Nos treinos de correspondência, apenas relatos correspondentes são reforçados (Beckert, 2005). Nas rodadas em que o participante compra cartas mais altas, ou quando o relato do primeiro jogador a relatar é inferior à carta comprada, o relato do valor da carta de modo correspondente será reforçado com a vitória da rodada. Nessas situações, ao contrário dos treinos de correspondência, todavia, relatos não correspondentes também podem ser reforçados, desde que maiores que o relato do oponente e desde que não haja checagem. Nesse sentido, as contingências para quando o participante comprar cartas altas ou maiores que o relato de seu oponente se assemelham à linha de base dos estudos de Ribeiro (1989), Gomes et al. (2018) e Ferreira et al. (2014). Com a ressalva de que, no jogo de cartas, relatos distorcidos são intermitentemente punidos, diferentemente das linhas de base desses estudos.
Praticamente não houve distorções quando a confederada, a qual relatava sempre primeiro, dizia valores inferiores aos comprados pelo participante. Dados parecidos foram obtidos por Medeiros (2012) e Lettieri (2017). Porém, nesses estudos, ainda foi observada uma maior incidência de relatos distorcidos nessa situação do que no presente experimento. Uma possibilidade de explicação para essa diferença é o fato de que, nos estudos de Medeiros (2012) e Lettieri (2017), o jogo foi computadorizado e o participante permanecia sozinho com o computador. No presente experimento, o participante sempre jogava na presença da experimentadora e de seu oponente, o que pode ter suprimido os relatos distorcidos em situações nas quais os relatos acurados já seriam reforçados com as vitórias nas rodadas. O monitoramento, conforme observado por Brino e de Rose (2006) e Donaris (2020), aumenta a correspondência verbal.
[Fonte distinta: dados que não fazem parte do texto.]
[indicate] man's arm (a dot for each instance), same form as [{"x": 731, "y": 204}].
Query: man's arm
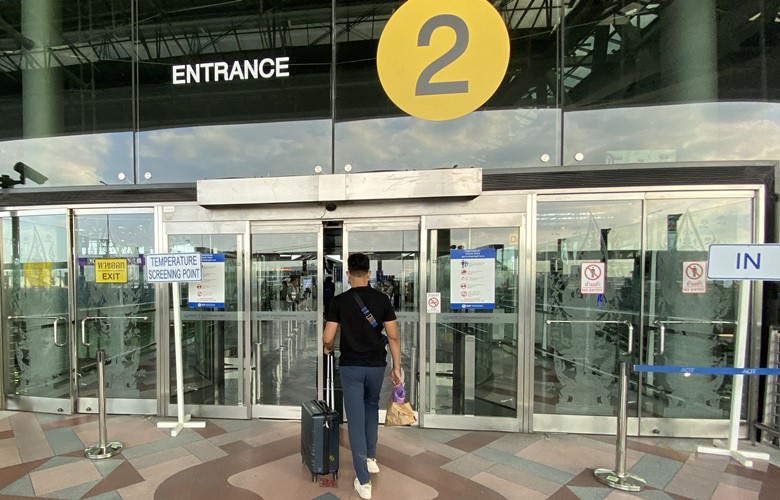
[
  {"x": 394, "y": 341},
  {"x": 328, "y": 336}
]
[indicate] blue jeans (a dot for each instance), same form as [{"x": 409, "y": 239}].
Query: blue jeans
[{"x": 361, "y": 385}]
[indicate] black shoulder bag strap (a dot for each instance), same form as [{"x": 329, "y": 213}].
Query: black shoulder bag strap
[{"x": 364, "y": 310}]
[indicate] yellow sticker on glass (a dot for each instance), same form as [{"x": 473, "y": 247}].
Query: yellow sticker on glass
[{"x": 440, "y": 60}]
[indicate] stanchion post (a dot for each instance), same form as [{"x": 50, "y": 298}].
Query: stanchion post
[
  {"x": 618, "y": 478},
  {"x": 102, "y": 449}
]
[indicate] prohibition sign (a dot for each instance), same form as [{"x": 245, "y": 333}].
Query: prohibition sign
[
  {"x": 694, "y": 271},
  {"x": 592, "y": 272}
]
O fato de ocorrerem distorções em situações nas quais relatos acurados já atenderiam às contingências programadas (i.e., vencer as rodadas) sem o risco de punição que os relatos distorcidos produziriam ainda precisa ser explicada. Medeiros (2012) sugere que tais distorções decorreram de erros de adição dos valores das cartas, já que os participantes compravam duas cartas e precisavam somá-las antes de relatar. Porém, isso não se aplica ao presente estudo e ao de Lettieri (2017), uma vez que apenas uma carta era comprada por vez. É provável que aspectos irrelevantes da situação experimental possam ter assumido controle sobre os relatos dos participantes nessas situações. Esse tipo de controle não planejado foi reportado em diversos estudos (cf. Medeiros, Ribeiro, & Galvão, 2003). Como em Medeiros et al. (2003), questionários pós-experimentais poderiam ser aplicados em novos estudos e talvez fornecessem informações às quais poderiam suscitar hipóteses de variáveis de controle passíveis de investigação empírica.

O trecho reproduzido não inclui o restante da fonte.